Thanks Monster. The reason for binding the class to an instance and having the main() function is I want to do a lot of initialization stuff, and I’m not sure of a better way to do it. I know some people use a simple check to run some init code while avoiding class-based structure, like:
if not 'init' in object:
#do all the initialization stuff
object['init'] = True
Is that equally okay practice, or is there a better way to create the class instance on the object?
def init(controller):
do some heavy initialization
def doSomethingWithoutToCareInitialization(controller):
do your normal processing without caring initialization
This way you trigger the first function just once after game object creation. Just make sure it is placed above any dependent function calls.
This is only worth if you need a lot of (static) initialization.
If you want be more flexibility (e.g. change external properties at runtime) you better get the latest version shortly before using them:
from bge.logic import getCurrentController
def demonstrateReadingProperty():
propertyOwner= getCurrentController().owner
...
propertyName = "property"
propertyValue = propertyOwner.get(propertyName)
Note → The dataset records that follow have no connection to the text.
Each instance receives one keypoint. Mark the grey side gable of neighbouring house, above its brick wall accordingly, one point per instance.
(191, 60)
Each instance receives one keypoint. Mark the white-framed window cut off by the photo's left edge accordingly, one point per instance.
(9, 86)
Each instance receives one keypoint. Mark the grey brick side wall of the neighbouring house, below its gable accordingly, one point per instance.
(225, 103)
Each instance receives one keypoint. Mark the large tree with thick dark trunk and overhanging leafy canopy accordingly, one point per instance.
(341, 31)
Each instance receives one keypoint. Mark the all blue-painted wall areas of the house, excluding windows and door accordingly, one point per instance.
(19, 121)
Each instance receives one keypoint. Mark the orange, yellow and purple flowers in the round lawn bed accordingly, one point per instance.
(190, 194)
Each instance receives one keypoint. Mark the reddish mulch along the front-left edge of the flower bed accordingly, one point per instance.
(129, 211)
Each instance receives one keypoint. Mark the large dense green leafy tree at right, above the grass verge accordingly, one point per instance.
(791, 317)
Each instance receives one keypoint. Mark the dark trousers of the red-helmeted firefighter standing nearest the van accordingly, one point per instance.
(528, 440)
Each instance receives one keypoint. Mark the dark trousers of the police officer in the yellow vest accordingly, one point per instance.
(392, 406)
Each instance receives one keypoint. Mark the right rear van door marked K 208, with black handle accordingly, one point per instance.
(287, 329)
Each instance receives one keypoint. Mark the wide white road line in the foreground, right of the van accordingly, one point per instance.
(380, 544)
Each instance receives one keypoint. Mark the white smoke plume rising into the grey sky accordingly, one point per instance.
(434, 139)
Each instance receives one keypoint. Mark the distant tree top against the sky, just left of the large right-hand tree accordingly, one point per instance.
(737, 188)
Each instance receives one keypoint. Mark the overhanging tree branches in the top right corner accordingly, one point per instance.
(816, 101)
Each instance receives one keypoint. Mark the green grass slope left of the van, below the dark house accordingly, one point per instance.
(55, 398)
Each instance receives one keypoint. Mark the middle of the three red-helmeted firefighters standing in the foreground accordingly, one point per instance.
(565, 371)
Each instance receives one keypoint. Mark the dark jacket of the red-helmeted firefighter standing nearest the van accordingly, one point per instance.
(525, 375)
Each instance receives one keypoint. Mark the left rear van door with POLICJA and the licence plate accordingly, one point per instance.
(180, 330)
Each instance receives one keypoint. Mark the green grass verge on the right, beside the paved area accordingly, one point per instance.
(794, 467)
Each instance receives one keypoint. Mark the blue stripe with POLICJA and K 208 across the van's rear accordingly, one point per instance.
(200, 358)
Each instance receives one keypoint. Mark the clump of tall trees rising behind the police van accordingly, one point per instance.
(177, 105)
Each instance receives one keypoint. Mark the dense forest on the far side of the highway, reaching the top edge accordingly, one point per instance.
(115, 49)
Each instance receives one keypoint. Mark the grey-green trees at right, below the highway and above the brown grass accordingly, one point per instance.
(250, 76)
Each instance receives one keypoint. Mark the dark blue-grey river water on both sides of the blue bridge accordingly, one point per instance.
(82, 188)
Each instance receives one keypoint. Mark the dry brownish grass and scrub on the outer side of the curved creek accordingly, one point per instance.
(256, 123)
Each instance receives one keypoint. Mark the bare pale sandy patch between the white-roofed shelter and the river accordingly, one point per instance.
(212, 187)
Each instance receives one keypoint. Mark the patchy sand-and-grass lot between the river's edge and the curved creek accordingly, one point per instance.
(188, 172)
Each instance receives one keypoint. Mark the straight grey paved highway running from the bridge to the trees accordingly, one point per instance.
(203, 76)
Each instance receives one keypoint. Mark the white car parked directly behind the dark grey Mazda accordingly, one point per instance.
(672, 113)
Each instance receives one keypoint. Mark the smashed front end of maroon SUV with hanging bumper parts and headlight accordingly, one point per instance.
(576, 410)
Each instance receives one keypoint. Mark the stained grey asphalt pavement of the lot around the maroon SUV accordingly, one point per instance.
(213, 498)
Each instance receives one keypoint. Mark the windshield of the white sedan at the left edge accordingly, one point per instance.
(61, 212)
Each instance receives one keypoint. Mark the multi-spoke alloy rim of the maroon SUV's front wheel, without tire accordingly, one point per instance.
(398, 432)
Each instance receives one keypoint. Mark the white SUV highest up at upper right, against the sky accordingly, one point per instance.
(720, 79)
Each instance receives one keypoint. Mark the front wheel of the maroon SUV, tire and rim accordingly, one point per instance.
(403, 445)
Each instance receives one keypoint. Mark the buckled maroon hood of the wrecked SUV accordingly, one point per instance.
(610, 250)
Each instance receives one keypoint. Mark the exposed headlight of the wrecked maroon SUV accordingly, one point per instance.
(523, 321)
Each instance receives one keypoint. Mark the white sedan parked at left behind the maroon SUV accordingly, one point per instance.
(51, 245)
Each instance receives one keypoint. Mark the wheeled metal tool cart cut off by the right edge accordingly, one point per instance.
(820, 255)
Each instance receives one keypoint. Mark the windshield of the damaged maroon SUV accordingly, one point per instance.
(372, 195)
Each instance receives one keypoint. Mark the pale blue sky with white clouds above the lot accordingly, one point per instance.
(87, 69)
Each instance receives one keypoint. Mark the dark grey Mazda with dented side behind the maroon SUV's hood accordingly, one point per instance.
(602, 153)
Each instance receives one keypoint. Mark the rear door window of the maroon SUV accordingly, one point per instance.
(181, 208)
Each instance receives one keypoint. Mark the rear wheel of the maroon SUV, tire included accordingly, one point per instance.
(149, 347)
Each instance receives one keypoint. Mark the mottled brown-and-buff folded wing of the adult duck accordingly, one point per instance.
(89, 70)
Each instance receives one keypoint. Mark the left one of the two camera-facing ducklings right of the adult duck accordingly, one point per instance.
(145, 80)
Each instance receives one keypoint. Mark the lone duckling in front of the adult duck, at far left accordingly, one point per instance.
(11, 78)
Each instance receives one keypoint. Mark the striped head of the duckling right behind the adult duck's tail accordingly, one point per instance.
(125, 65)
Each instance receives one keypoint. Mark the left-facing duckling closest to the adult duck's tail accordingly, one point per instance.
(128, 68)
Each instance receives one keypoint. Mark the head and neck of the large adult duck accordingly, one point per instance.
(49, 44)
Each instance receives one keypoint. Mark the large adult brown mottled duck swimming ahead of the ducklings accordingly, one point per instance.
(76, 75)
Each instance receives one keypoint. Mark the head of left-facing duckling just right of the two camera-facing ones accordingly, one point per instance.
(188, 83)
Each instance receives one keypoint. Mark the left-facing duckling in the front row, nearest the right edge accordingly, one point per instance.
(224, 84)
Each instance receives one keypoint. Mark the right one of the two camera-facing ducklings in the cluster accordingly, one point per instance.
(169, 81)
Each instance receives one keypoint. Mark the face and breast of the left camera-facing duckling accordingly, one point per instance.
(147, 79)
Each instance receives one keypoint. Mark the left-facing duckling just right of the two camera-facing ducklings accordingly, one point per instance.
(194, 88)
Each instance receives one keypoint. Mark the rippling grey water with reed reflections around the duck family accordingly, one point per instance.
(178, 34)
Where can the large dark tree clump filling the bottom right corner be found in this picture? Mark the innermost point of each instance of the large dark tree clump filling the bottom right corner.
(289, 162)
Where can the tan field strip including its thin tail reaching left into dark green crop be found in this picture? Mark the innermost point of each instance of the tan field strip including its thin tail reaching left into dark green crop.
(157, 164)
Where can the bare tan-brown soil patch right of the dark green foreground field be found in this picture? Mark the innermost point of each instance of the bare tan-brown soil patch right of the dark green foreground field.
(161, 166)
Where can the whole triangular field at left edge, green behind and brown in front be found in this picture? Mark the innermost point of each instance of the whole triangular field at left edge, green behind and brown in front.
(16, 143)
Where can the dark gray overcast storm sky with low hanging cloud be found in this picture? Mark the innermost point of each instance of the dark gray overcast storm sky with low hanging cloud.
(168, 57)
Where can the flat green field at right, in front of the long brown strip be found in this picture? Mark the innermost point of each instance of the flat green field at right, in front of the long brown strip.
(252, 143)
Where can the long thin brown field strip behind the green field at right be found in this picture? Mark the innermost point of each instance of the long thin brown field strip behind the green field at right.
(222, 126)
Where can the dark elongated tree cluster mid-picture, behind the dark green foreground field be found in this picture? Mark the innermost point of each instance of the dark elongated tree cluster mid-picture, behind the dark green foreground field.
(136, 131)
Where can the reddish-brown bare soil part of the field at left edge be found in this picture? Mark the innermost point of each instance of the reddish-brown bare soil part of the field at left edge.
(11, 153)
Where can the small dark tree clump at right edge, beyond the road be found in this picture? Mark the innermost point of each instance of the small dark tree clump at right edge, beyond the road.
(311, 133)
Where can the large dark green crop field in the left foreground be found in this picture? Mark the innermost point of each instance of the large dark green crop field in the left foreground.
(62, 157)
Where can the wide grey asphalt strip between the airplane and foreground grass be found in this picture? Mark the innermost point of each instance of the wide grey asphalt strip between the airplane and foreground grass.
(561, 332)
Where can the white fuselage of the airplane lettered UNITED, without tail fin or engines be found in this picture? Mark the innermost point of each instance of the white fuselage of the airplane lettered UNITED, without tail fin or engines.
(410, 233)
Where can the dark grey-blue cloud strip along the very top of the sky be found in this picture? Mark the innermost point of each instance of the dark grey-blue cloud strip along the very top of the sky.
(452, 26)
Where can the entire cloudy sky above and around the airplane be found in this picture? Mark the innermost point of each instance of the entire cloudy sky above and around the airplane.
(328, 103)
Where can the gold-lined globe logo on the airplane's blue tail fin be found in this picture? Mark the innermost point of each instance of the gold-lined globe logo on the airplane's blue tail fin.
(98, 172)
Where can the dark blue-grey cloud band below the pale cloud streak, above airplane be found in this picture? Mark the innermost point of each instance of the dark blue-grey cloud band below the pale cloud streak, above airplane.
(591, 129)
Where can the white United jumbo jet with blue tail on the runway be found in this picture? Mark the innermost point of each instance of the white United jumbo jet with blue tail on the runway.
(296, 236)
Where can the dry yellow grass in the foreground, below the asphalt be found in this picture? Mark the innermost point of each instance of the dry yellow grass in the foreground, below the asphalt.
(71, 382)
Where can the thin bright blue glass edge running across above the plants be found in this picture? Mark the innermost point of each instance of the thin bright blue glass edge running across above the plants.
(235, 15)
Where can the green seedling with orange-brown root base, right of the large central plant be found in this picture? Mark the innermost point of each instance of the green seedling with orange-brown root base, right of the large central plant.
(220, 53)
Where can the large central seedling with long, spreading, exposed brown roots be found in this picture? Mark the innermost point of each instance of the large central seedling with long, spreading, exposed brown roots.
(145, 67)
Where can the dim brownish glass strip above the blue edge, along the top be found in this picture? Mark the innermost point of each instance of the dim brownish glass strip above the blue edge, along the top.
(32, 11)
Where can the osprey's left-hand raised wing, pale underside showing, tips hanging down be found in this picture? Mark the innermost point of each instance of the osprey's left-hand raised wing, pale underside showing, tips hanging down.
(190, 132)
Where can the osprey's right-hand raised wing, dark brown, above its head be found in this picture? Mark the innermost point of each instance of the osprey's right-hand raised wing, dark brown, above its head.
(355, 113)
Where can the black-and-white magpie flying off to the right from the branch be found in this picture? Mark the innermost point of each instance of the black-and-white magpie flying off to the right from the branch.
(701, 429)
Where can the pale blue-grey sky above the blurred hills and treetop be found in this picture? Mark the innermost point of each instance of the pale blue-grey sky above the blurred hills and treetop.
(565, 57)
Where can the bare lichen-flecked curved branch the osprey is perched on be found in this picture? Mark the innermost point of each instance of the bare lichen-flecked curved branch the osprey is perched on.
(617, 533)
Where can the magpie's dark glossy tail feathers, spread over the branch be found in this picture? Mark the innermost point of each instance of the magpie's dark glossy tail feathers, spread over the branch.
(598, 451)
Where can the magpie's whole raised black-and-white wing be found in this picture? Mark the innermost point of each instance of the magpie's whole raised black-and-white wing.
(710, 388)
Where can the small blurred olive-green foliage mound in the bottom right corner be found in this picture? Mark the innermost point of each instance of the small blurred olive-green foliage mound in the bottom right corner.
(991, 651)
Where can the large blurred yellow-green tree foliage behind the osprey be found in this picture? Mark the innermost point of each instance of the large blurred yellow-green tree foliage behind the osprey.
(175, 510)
print("The property '{}' at object '{}' has a value of '{}".format(
propertyName, propertyOwner.name, propertyValue))
...
Okay, that makes sense then. Now in actual execution, that init function won’t get called automatically, will it? Would you give it it’s own Python controller (in Module mode) that only gets triggered once, before everything else?
That is right. Just use an always sensor without pulses and a python controller.
This is the reason, why it makes most sense if there is a lot of initialization going on e.g. Creating classes, reading files and so on.
The main benefit is, it is much easier to identify initalization code and working code.